The Changing Face of a Painting

In early February,  Gallery One Ct was expecting to hang an exhibition at The Guilford Art Center beginning in mid-May, 2020. My husband and I had just returned from visiting our son in Los Angeles, and my head was filled with our talks with him about Gilles Deleuze. I knew him mostly from his book on Francis Bacon. But there is so much more... one piece: we watched Deleuze on film, with English subtitles, talking through "What is the Creative Act," (on YouTube, dating from 1987). And I gathered notes from that and began to see Deleuze's statements as a way to dig in & start a new series.

I get asked, a lot, about my work. Some people feel that abstract art is over; it died with Jasper Johns and Roy Lichtenstein.
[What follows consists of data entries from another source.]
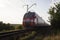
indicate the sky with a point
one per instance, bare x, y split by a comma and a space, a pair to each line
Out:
12, 11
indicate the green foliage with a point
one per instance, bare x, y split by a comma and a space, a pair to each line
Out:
4, 26
55, 16
20, 27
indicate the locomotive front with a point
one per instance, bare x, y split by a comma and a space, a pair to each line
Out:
28, 19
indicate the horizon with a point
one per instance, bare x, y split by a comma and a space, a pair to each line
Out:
12, 11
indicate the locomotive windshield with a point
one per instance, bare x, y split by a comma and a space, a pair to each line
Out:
29, 15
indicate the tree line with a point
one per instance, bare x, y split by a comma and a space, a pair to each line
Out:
4, 26
55, 16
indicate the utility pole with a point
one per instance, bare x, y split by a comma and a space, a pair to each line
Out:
30, 6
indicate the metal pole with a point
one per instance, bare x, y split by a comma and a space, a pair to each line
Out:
27, 8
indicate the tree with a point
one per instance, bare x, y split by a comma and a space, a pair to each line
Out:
55, 16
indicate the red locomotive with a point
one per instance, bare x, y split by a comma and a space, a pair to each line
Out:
32, 20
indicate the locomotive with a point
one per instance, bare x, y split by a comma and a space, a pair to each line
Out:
32, 21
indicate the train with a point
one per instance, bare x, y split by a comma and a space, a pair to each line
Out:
32, 20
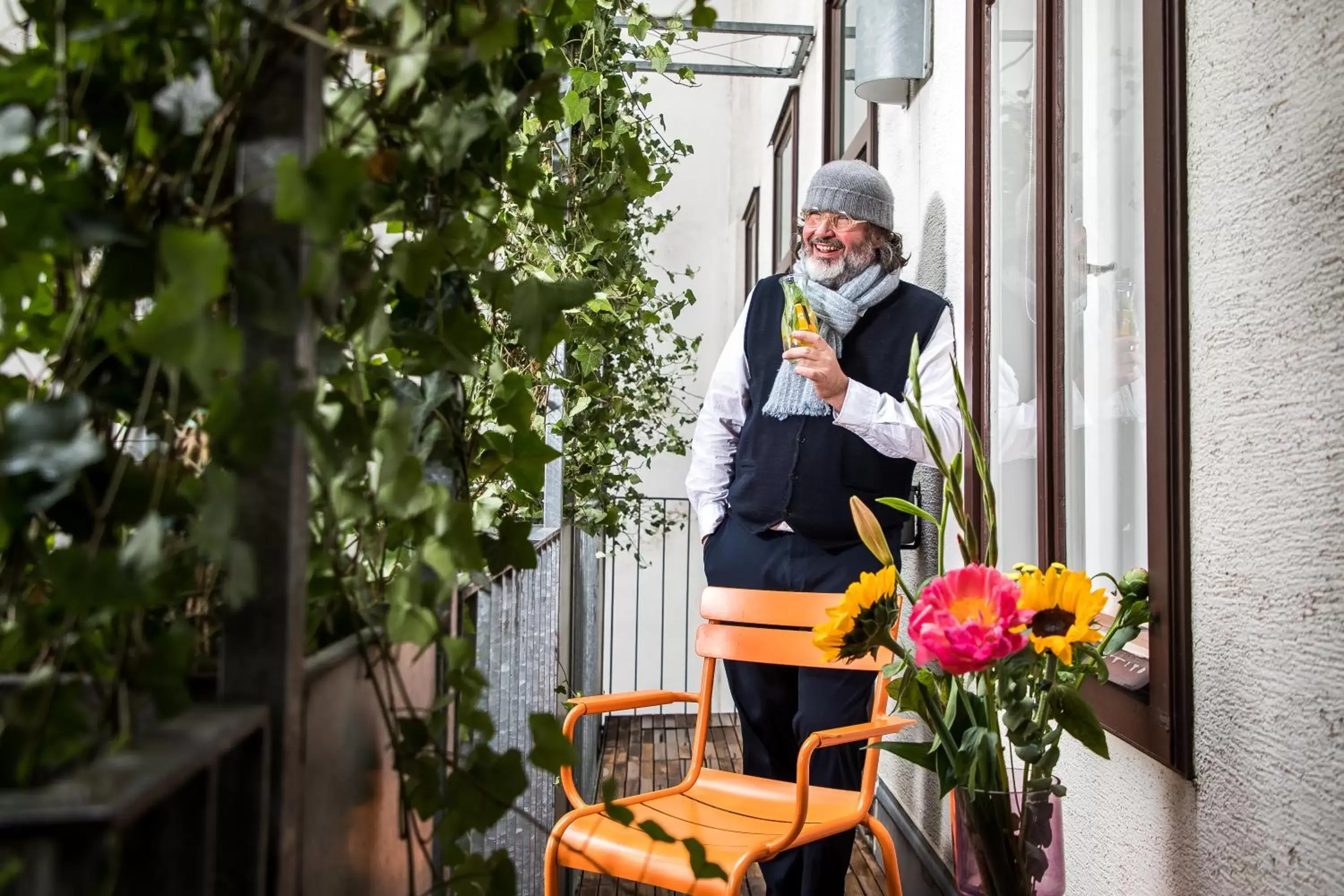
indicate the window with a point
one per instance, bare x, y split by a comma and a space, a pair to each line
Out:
752, 242
785, 143
851, 124
1076, 221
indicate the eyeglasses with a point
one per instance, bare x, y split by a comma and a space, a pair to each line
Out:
839, 224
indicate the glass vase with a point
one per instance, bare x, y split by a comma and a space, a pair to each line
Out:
1006, 848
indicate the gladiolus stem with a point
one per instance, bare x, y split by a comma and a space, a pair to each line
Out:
992, 712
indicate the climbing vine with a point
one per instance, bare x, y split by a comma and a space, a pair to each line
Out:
482, 198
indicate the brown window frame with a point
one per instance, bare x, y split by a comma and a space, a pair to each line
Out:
865, 144
1160, 722
752, 242
787, 124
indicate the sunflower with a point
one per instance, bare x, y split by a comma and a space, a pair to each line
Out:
839, 637
1066, 605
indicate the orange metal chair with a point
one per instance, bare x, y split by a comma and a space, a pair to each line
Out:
740, 820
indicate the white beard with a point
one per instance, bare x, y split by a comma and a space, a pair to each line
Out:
832, 275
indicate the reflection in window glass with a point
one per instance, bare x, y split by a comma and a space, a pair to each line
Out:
854, 112
784, 185
1104, 285
1012, 289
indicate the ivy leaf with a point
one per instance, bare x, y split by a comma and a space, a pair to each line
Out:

Other people don't "get" abstracts; they think it's a closed circle, something that needs an MFA to understand, or something their six-year old can do. Perhaps Deleuze could help me frame some ideas. Then I also read a 2018 interview with the filmmaker Diana Thater, (in "Los Angeles Studio Conversations: Sixteen Women Talk about their Art," Ed. Stephanie Buhmann, purchased at Book Soup in LA-- should be required reading for artists). Thater says "I am always in my work as is my crew" and uses multiple screens because she wants to reveal "the whole construct and setup of the film." And I wondered, can I do that in paint? 

I started by dividing the canvas up, to show how I think and work. The left side was left blank, to portray the (daunting) empty canvas. Then the next vertical "stripe" was for the articulation of the idea: words, quick sketches... then the first attempt, then the finished "piece" far left. I found that the last two morphed into one another, so the first paintings had just three compartments. 

Then... the thing happened that always happens... the paintings began, as they should, to take on their own lives. And the first painting, the one I thought would be the base, the thing to then aspire to in the next paintings, began to tell me it was unhappy with its state .... so, the top version, the first "finished" version, became the second version, the one below. Other things changed too. The "idea," or first muse-quote, changed space from its vertical presentation to be across the top and the vertical lines just did not seem as important. Here's a new painting:


I still love the text. Diana Thater and Gilles Deleuze are still in there. See what you think.